I’ve had a fairly productive time of it pinhole photography-wise. Whether it all works is another issue all together though! (This is particularly true of my infra red pinhole photography, were I attach to the front of my camera the IR filter, and it doesn’t always work).
Back in May, on a very wet Sunday morning I met Alex Howick from BBC Radio Derbyshire to talk about pinhole photography. It was so bad, that for the sake of speeding things along I switched to Ilford HP5, an ISO 400 film, instead of persevering with Pan 50, which is a much slower film (and the exposure would have taken for ages….). In the end, the exposure below was 15 seconds. You can hear my interview from 11 minutes and 20 seconds on https://soundcloud.com/alexhowick-1/oldfashioned . It was great to have chat and share my enthusiasm for pinhole photography, so much so, that I think I went on for about 40 minutes!

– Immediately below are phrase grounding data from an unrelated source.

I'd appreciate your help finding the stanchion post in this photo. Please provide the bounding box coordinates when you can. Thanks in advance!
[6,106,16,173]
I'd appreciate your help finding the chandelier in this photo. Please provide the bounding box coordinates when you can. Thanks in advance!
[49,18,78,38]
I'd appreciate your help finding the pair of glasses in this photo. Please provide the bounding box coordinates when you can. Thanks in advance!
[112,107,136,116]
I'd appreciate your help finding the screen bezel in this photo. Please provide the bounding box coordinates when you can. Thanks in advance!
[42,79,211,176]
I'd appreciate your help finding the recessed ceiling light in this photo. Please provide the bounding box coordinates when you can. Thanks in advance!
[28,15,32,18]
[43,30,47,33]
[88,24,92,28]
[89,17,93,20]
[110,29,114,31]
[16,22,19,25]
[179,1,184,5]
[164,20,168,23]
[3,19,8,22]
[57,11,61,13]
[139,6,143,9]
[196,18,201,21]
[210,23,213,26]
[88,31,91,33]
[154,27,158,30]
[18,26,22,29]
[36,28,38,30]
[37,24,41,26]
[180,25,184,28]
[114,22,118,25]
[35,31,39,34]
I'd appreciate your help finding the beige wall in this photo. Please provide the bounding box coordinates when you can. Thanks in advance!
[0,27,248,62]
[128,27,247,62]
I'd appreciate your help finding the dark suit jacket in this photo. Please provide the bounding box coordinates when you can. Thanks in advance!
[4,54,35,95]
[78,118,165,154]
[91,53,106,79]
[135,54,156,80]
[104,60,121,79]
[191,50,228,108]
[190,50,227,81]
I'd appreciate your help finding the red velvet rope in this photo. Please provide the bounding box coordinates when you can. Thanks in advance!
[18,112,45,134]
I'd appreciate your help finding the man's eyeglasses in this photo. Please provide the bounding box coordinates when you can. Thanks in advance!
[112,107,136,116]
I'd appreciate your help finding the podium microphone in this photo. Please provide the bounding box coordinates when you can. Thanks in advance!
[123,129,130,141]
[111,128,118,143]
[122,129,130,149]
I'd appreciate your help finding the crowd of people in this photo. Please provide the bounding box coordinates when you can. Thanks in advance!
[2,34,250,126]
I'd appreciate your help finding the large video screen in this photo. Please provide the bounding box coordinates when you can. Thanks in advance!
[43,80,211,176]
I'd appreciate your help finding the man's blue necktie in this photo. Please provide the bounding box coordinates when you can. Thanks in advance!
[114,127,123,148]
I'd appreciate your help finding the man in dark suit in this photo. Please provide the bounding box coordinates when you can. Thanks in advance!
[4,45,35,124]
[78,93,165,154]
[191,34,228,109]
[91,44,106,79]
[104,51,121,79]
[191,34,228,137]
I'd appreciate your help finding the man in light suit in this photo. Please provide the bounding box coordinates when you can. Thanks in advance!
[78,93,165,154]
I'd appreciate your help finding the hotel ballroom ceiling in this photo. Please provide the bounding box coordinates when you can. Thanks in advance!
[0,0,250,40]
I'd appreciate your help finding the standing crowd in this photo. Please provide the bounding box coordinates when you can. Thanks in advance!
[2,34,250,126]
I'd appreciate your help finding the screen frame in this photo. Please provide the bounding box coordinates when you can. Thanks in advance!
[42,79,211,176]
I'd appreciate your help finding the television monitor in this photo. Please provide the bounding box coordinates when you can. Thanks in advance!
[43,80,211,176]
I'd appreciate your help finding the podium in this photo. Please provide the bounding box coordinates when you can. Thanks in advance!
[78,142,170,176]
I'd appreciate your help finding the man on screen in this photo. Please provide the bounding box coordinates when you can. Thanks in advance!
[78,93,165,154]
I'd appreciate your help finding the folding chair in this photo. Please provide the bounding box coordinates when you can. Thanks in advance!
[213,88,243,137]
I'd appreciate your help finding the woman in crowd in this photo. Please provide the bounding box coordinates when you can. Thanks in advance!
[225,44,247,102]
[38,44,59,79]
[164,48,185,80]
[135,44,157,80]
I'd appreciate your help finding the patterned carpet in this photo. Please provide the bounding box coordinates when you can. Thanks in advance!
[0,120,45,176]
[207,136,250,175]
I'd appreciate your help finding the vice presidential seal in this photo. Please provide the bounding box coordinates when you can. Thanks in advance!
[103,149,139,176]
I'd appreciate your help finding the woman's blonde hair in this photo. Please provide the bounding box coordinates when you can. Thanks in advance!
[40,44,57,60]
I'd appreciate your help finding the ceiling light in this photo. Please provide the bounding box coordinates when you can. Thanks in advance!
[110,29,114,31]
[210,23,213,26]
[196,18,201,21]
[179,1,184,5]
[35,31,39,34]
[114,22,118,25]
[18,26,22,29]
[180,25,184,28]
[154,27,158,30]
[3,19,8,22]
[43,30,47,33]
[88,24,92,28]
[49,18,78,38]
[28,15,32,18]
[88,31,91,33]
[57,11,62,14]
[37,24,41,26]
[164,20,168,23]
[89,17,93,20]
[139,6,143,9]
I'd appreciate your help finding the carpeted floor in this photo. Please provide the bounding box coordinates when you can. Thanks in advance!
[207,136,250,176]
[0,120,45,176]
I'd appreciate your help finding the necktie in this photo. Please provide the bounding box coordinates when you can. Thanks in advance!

For our holidays this year we took Diggy our trusty campervan to the Outer Hebrides. The Outer Hebrides, of Canna, North and South Uist, Benbecula, Harris and Lewis have always been a place I have wanted to visit having been on exercise with the TA on Lewis and Harris in my late teens.
The islands are a step back in time, a slower pace with of life. Not the way of life sketched out in Paul Strand’s “Tir A’Mhurain”, but still not that far removed; the peat is still cut for the hearth and shops are still shut on Sundays. Many people still own and manage crofts, which are traditional small holdings, others are left to become derelict.

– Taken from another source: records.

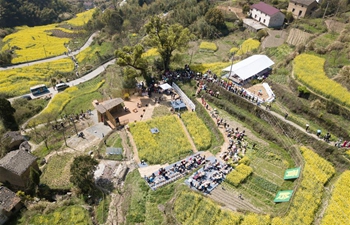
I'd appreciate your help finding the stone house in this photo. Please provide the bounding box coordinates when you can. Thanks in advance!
[249,2,285,28]
[93,98,124,129]
[0,186,22,225]
[287,0,318,18]
[0,150,39,189]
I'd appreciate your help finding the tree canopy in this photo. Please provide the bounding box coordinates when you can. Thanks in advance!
[0,0,70,27]
[115,44,149,84]
[144,16,192,71]
[70,155,98,195]
[0,98,18,131]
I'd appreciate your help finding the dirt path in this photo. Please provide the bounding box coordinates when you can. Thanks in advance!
[125,129,141,164]
[119,129,133,161]
[178,117,198,153]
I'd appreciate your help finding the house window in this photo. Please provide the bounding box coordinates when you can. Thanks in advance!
[299,10,302,16]
[294,3,296,5]
[263,19,266,23]
[292,8,295,12]
[255,14,257,18]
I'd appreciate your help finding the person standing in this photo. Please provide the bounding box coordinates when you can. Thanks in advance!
[306,124,309,132]
[284,113,289,119]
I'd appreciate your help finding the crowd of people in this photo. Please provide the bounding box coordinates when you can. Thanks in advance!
[144,154,207,190]
[188,159,232,193]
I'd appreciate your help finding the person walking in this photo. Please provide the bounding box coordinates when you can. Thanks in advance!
[306,124,309,132]
[284,113,289,119]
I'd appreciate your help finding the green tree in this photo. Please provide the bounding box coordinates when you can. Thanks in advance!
[70,155,98,195]
[144,16,192,71]
[205,8,226,30]
[0,98,18,131]
[115,44,149,83]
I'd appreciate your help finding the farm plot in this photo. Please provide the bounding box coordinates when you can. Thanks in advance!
[286,28,313,46]
[40,153,75,189]
[29,77,104,125]
[129,115,193,164]
[181,112,211,150]
[294,53,350,107]
[65,9,96,27]
[0,58,74,97]
[25,205,92,225]
[321,170,350,225]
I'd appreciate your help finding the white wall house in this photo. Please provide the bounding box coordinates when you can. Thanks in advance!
[250,2,285,28]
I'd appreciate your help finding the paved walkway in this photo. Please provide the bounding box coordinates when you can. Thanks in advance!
[0,32,99,71]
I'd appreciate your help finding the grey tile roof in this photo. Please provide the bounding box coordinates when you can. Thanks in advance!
[94,98,124,114]
[0,150,37,176]
[0,186,21,212]
[290,0,316,6]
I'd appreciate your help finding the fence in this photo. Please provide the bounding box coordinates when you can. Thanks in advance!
[172,82,196,111]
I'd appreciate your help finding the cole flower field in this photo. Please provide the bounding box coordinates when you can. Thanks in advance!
[181,112,211,150]
[321,170,350,225]
[1,9,95,64]
[294,54,350,107]
[0,58,74,97]
[129,115,192,164]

The geography of the islands is varied from the open space of the Uists, to the almost Scandinavian feel of Harris to the more recognisable Highland look of Lewis.

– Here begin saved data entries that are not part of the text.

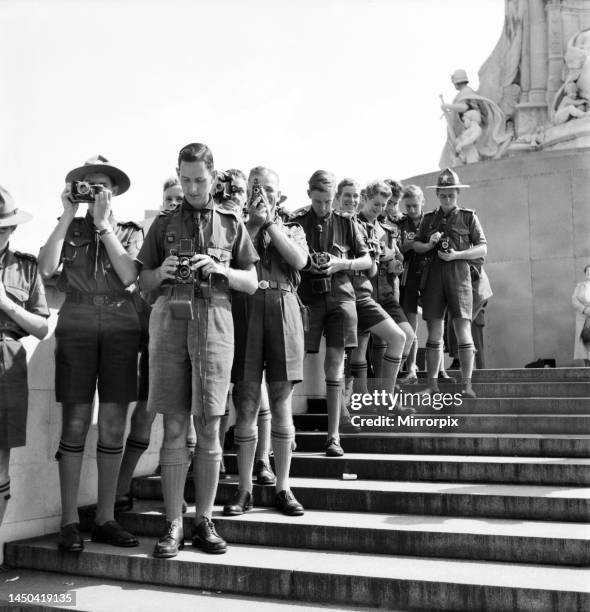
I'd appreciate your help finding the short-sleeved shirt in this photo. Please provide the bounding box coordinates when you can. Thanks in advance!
[369,219,403,303]
[0,247,50,338]
[57,212,143,295]
[292,206,368,303]
[351,212,379,300]
[138,199,258,281]
[415,206,486,255]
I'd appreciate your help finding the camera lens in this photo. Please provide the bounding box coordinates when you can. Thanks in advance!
[77,182,91,195]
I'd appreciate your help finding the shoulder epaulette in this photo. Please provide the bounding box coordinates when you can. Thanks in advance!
[117,220,142,231]
[289,205,310,219]
[460,208,476,216]
[14,251,37,263]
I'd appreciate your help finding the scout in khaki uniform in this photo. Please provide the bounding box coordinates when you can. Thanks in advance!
[413,168,487,399]
[293,170,371,457]
[225,166,308,517]
[0,187,49,537]
[138,143,258,558]
[39,155,142,552]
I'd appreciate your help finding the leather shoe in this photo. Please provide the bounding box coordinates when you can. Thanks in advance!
[223,488,253,516]
[57,523,84,552]
[276,490,304,516]
[254,459,276,485]
[114,493,133,513]
[91,520,138,547]
[192,516,227,554]
[153,518,184,558]
[326,437,344,457]
[461,387,477,399]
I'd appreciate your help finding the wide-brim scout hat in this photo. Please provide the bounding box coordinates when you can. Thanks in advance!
[426,168,471,189]
[0,186,33,227]
[65,154,130,196]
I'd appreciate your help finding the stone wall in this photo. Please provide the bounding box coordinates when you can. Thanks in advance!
[1,286,163,562]
[403,148,590,368]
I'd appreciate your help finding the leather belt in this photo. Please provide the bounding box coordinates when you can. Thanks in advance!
[257,280,295,292]
[349,270,365,277]
[160,284,229,299]
[65,292,131,307]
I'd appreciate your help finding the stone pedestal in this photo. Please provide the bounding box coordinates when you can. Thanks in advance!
[514,102,549,138]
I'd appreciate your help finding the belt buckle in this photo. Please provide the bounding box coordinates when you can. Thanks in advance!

Some of these images work, but a lot don’t and I don’t know why. I was particularly disappointed in my Callanish shots, as it was for me the highlight of the visit (despite the surprising crowds). Nor do I understand why the “croft” picture worked, but the “cottage” picture didn’t, despite being on the same roll and taken minutes apart under the same light. As mentioned I rubber band my filter to the camera, but I’m looking at buying a smaller filter that I could fix/wedge/bluetac inside the camera box behind the aperture – that way all light will come in via the filter and I won’t have to faff around with keeping the filter in place – which might mean for a more even negative.
The highlight of the trip photographically was that of an abandoned croft on Skye near Staffin. The horse just makes this photograph, and I have to say I think it is my best pinhole photograph to date and it compliments my Ties to the Land Pinhole Photography project well. I think I just need to have horse with me for every shot I take now 🙂 Also, for this shot, I switched to Ilford Delta 100 a finer grained film, which may (or may not) have had some bearing on the outcome.